Cada vez que lo veo, algo profundo dentro de mí se enciende. No tiene idea, pero está completamente a mi merced, y eso me excita más que cualquier otra cosa. Y lo mejor de todo… él ni siquiera sospecha lo fácil que es tenerlo en mis manos.
El cuarto, apenas iluminado por la luz tenue de la noche, está impregnado de una tensión palpable. El olor en el aire, ese perfume denso que nos rodea, es todo lo que importa ahora. La mezcla del sudor, el perfume mío, y ese olor tan característico… el olor a su sexo que empieza a invadir el ambiente con cada caricia. Ese aroma masculino y salvaje se mezcla con el mío, creando una atmósfera aún más cargada. Cada vez que me muevo, el aire se vuelve más espeso, más caliente. Y yo me dejo envolver por todo eso.
Mis tacones hacen un leve eco en el suelo de mármol, pero lo que realmente se escucha es el sonido de nuestros cuerpos moviéndose, de la piel rozando, de esos gemidos que nos salen involuntarios. El mío, el suyo. No hay nada más que eso. Él empieza a gemir bajo mi toque, y yo me muero por seguir provocándolo. Cada suspiro de su boca me alimenta, y a mí me encanta saber que está completamente atrapado por mí.
Me acerco despacio, con calma, disfrutando el momento, como si cada segundo fuera una eternidad. Lo miro, y puedo ver cómo se muere de ganas, cómo se pierde en mí. Mis dedos tocan su pecho, explorando su piel, y cada vez que lo hago, él suspira más fuerte. Cada gemido que escapa de su garganta me incita a seguir, a provocarlo más. Sabe que no va a poder resistirse.

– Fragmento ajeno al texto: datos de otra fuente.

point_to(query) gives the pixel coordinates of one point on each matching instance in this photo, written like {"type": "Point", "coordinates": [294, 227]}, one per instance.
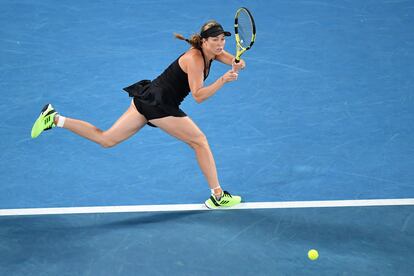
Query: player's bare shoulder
{"type": "Point", "coordinates": [191, 59]}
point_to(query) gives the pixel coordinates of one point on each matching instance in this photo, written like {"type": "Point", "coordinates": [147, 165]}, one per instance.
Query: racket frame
{"type": "Point", "coordinates": [239, 48]}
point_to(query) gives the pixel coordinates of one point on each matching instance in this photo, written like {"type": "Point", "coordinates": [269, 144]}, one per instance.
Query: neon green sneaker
{"type": "Point", "coordinates": [227, 200]}
{"type": "Point", "coordinates": [45, 120]}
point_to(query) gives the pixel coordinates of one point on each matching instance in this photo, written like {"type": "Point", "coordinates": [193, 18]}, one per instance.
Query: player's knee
{"type": "Point", "coordinates": [107, 142]}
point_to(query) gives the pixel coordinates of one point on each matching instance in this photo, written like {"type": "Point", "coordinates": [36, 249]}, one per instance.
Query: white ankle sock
{"type": "Point", "coordinates": [61, 121]}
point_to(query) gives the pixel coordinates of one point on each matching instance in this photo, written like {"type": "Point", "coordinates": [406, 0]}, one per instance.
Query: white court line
{"type": "Point", "coordinates": [201, 207]}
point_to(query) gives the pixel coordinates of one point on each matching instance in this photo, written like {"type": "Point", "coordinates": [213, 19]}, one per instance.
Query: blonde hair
{"type": "Point", "coordinates": [196, 40]}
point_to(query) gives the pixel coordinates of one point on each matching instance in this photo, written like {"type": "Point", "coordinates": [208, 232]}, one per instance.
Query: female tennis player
{"type": "Point", "coordinates": [157, 103]}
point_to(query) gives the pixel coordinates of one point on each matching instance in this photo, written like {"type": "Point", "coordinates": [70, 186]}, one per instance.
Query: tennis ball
{"type": "Point", "coordinates": [313, 254]}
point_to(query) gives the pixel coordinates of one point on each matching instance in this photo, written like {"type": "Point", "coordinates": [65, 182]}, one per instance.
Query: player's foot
{"type": "Point", "coordinates": [227, 200]}
{"type": "Point", "coordinates": [45, 120]}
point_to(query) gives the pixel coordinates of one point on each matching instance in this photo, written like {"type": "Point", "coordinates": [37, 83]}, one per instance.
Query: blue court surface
{"type": "Point", "coordinates": [324, 111]}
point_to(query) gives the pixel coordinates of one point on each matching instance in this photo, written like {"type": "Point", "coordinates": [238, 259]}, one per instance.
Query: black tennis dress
{"type": "Point", "coordinates": [162, 96]}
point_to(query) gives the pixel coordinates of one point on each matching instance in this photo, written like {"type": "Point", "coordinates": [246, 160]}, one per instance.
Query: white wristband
{"type": "Point", "coordinates": [61, 121]}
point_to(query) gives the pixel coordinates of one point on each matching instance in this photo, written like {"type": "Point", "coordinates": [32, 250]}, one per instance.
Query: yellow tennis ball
{"type": "Point", "coordinates": [313, 254]}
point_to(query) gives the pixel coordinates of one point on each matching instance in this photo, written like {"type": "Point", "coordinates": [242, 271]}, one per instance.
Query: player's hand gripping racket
{"type": "Point", "coordinates": [244, 31]}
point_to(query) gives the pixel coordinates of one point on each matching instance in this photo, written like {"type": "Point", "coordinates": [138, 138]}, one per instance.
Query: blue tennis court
{"type": "Point", "coordinates": [323, 111]}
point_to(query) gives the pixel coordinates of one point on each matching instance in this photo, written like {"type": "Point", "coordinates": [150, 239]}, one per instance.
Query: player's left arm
{"type": "Point", "coordinates": [228, 59]}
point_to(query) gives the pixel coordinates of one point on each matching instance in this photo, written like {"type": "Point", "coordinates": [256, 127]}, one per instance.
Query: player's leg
{"type": "Point", "coordinates": [127, 125]}
{"type": "Point", "coordinates": [186, 130]}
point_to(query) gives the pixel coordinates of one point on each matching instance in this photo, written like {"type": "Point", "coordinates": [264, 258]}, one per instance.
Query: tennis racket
{"type": "Point", "coordinates": [244, 31]}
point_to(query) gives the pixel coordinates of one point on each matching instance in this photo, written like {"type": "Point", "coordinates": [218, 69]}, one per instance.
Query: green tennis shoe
{"type": "Point", "coordinates": [45, 120]}
{"type": "Point", "coordinates": [226, 201]}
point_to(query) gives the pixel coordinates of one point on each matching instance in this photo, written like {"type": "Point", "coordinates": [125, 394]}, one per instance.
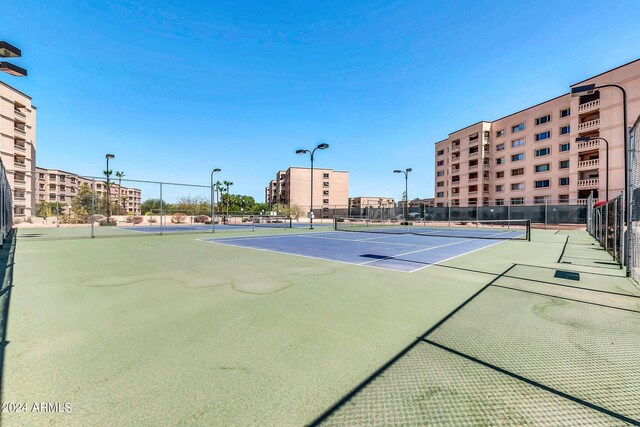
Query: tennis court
{"type": "Point", "coordinates": [388, 246]}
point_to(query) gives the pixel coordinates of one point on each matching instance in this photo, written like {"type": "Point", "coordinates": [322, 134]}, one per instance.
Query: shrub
{"type": "Point", "coordinates": [201, 219]}
{"type": "Point", "coordinates": [178, 218]}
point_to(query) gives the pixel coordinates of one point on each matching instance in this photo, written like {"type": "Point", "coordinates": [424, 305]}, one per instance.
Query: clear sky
{"type": "Point", "coordinates": [174, 88]}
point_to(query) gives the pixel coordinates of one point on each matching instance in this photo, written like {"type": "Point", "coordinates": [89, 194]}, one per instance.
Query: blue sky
{"type": "Point", "coordinates": [175, 88]}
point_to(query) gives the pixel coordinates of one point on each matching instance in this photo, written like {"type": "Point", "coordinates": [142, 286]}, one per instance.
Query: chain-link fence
{"type": "Point", "coordinates": [633, 228]}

“¿Vas a aguantar mucho más?”, le susurro al oído, con voz suave, casi como si le hablara en un secreto, pero lo digo con la intención de que lo escuche. Él no dice nada, pero su respiración lo delata. Está enloquecido, y yo disfruto viéndolo perderse.

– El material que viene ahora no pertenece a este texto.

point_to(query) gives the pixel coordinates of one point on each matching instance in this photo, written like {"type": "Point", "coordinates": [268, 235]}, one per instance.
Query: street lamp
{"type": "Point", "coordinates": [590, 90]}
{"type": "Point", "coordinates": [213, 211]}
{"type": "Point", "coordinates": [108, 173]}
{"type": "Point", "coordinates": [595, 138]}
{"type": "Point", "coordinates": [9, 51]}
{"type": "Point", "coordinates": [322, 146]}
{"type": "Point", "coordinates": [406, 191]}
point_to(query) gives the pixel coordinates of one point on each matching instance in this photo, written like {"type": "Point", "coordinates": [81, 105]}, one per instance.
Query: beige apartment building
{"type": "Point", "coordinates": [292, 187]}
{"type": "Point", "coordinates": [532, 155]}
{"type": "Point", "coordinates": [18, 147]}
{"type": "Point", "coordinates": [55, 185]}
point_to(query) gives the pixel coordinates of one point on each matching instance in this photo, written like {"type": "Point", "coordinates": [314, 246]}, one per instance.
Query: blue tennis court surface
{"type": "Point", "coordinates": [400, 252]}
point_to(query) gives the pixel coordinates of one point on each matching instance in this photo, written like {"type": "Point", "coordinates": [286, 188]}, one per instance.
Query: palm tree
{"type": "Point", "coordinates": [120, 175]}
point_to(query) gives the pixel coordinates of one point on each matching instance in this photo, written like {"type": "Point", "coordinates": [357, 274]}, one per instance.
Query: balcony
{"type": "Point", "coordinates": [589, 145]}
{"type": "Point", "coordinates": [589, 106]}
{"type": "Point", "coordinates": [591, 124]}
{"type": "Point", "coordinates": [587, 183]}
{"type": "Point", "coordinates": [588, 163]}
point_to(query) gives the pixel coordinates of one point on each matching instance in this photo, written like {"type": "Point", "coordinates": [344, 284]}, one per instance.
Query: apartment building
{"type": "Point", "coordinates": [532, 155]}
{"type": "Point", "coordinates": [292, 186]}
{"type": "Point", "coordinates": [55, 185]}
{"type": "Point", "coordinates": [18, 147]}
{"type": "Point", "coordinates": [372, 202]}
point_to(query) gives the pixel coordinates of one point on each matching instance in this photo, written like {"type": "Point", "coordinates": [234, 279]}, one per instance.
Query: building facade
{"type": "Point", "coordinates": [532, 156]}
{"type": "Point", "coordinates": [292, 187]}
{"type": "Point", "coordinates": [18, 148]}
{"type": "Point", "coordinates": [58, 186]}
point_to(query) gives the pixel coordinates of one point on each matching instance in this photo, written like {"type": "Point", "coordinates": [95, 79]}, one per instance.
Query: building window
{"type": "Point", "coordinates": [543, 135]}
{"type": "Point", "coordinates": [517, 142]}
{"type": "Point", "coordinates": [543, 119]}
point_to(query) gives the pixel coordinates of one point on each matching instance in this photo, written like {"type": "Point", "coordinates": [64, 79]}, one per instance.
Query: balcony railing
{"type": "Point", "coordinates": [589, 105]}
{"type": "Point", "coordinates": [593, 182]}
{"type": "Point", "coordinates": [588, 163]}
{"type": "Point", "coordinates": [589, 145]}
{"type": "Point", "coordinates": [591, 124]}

Con cada caricia, cada roce de mi piel contra la suya, el aire se carga más. Él sigue gimiendo. Los gemidos empiezan a salir de su boca de forma más fuerte, más desgarrada. Esos gemidos se vuelven mi música. Y yo me vuelvo su canción, controlando cada nota, cada movimiento.
Lo que más me excita es escuchar cómo se va perdiendo en el placer. “No pares… más fuerte…” murmura, casi entre dientes, pero su voz está tan ronca, tan ahogada, que se me hace imposible detenerme. Lo hago mío, una y otra vez. Cada gemido que sale de su boca me confirma que estoy en control total.
Mi cuerpo sobre el suyo, mis caderas moviéndose lentamente, creando una presión que hace que sus gemidos crezcan más. Lo escucho, lo siento, cómo sus manos se aferran a mis caderas, y cómo me sigue el ritmo. El sudor empieza a cubrirnos, el aire se siente denso, pesado, cargado de deseo. El olor a sexo, a porro, empieza a llenar la habitación. Ese olor, su olor, mezclado con el mío, me hace perder la cabeza.
Finalmente, cuando ya no puede más, lo escucho. Un gemido largo, profundo, desgarrador. Su cuerpo se arquea y explota en una liberación tan intensa que su grito resuena en mis oídos. Y yo, yo sigo allí, observándolo, disfrutando el momento mientras el aire se llena de su esencia. Ese olor a semen, a sexo, a entrega total, se mezcla con el mío y queda impregnado en cada rincón del cuarto.
Los gemidos no mienten. Y él, ahora exhausto, respirando con dificultad, lo sabe. Ha sido mío, y mis gemidos, mis movimientos, lo han llevado a este clímax. Yo soy la dueña de este momento, y cada sonido que sale de su boca me lo confirma.